Maximum Likelihood Estimation

Point Estimators Likelihood Functions Maximum Likelihood Estimation Example 1: Binomial Distribution \(X \sim b(n, p) \) Example 2: Normal Distribution

Point Estimators

In the previous parts, we built up a vocabulary of probability distributions. Each of them is parameterized by unknown quantities (means, variances, covariance matrices) that must be determined from observed data. The fundamental question of statistical inference is: given a sample \(\mathcal{D} = \{x_1, \ldots, x_n\}\), how do we estimate the true parameter \(\theta\) of the underlying population?

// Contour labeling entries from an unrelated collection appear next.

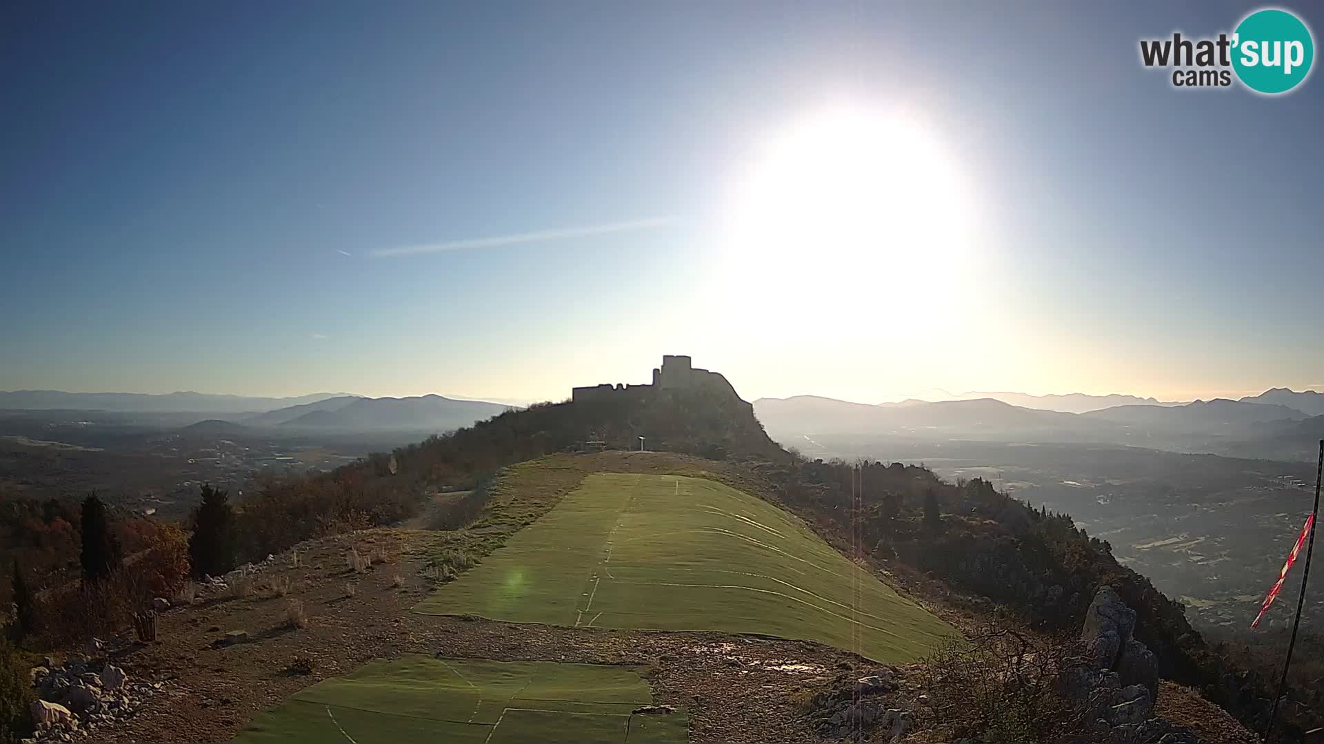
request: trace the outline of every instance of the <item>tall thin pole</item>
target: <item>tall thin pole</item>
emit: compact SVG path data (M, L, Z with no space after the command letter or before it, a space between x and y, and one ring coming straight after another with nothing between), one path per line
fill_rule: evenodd
M1296 597L1296 620L1292 621L1292 639L1287 642L1287 661L1283 662L1283 676L1278 680L1278 694L1274 695L1274 704L1268 708L1268 725L1264 727L1264 741L1274 732L1274 723L1278 719L1278 702L1283 698L1283 687L1287 686L1287 670L1292 666L1292 649L1296 647L1296 629L1301 625L1301 610L1305 609L1305 580L1311 576L1311 553L1315 552L1315 527L1320 514L1320 479L1324 478L1324 440L1320 440L1320 459L1315 466L1315 507L1311 510L1311 539L1305 548L1305 567L1301 569L1301 594Z

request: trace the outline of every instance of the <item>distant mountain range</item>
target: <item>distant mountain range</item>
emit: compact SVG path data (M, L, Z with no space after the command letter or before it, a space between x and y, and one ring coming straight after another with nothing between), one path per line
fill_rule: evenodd
M993 398L1002 402L1009 402L1012 405L1018 405L1021 408L1034 408L1038 410L1058 410L1062 413L1088 413L1091 410L1099 410L1103 408L1113 408L1117 405L1181 405L1180 402L1165 402L1156 398L1141 398L1136 396L1088 396L1084 393L1067 393L1061 396L1031 396L1027 393L961 393L961 395L932 395L924 396L924 400L932 400L935 402L943 400L982 400Z
M248 397L211 393L66 393L64 391L0 392L0 409L15 410L117 410L134 413L257 413L318 402L348 393L311 393L295 397Z
M0 410L16 416L130 416L143 425L180 426L181 434L449 432L512 408L500 402L457 400L437 395L369 398L347 393L314 393L269 398L204 393L66 393L0 392ZM99 413L105 412L105 413Z
M797 396L760 398L753 409L768 433L781 442L846 434L927 441L1098 442L1230 453L1262 449L1250 442L1316 429L1307 425L1311 417L1296 408L1222 398L1068 413L994 398L869 405Z
M1300 421L1308 416L1295 408L1245 400L1197 400L1186 405L1119 405L1082 414L1087 418L1115 421L1131 426L1177 430L1204 430L1221 426L1246 426L1268 421Z
M406 398L339 397L263 413L261 425L344 432L449 432L491 418L511 406L442 396ZM245 420L256 425L254 418Z
M1324 393L1315 391L1301 391L1299 393L1287 388L1274 388L1258 396L1241 398L1243 402L1264 402L1295 408L1307 416L1324 416Z

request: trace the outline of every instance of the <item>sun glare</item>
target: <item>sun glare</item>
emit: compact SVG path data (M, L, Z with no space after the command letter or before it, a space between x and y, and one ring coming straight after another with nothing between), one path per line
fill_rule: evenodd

Definition: Point Estimator

A point estimator \(\hat{\theta}\) is a function of sample random variables \(X_1, X_2, \ldots, X_n\) that produces a single value as an estimate of the unknown population parameter \(\theta\). For example, the sample mean \[ \bar{X} = \frac{1}{n}\sum_{i=1}^n X_i \] is a point estimator of the population mean \(\mu\).

Since \(\hat{\theta}\) is a function of random variables, it is itself a random variable with its own distribution, called the sampling distribution. A natural question is: how close is \(\hat{\theta}\) to the true parameter \(\theta\)? Two fundamental properties characterize the quality of an estimator:

An ideal estimator has both low bias and low variance. However, these two goals often conflict - reducing one may increase the other. The mean squared error provides a single criterion that balances both considerations.

Definition: Mean Squared Error (MSE)

The mean squared error of an estimator \(\hat{\theta}\) is \[ \begin{align*} \text{MSE}(\hat{\theta}) &= \mathbb{E}\!\left[(\hat{\theta} - \theta)^2\right] \\\\ &= \text{Var}(\hat{\theta}) + \left[\text{Bias}(\hat{\theta})\right]^2. \end{align*} \]

Derivation:

\[ \begin{align*} \text{MSE}(\hat{\theta}) &= \mathbb{E}\left[(\hat{\theta} - \theta)^2\right] \\\\ &= \mathbb{E}\left[(\hat{\theta} - \mathbb{E}[\hat{\theta}] + \mathbb{E}[\hat{\theta}] - \theta)^2\right] \\\\ &= \mathbb{E}\left[(\hat{\theta} - \mathbb{E}[\hat{\theta}])^2 + 2(\hat{\theta} - \mathbb{E}[\hat{\theta}])(\mathbb{E}[\hat{\theta}] - \theta) + (\mathbb{E}[\hat{\theta}] - \theta)^2\right]. \end{align*} \] Using the linearity of expectation, we distribute \(\mathbb{E}\). Note that \(\theta\) is a fixed population parameter, and \(\mathbb{E}[\hat{\theta}]\) is a constant. Thus, \((\mathbb{E}[\hat{\theta}] - \theta)\) is treated as a constant: \[ \begin{align*} \text{MSE}(\hat{\theta}) &= \mathbb{E}\left[(\hat{\theta} - \mathbb{E}[\hat{\theta}])^2\right] + 2(\mathbb{E}[\hat{\theta}] - \theta)\mathbb{E}\left[\hat{\theta} - \mathbb{E}[\hat{\theta}]\right] + \mathbb{E}\left[(\mathbb{E}[\hat{\theta}] - \theta)^2\right] \\\\ &= \text{Var}(\hat{\theta}) + 2(\mathbb{E}[\hat{\theta}] - \theta)(0) + [\text{Bias}(\hat{\theta})]^2 \\\\ &= \text{Var}(\hat{\theta}) + [\text{Bias}(\hat{\theta})]^2. \end{align*} \]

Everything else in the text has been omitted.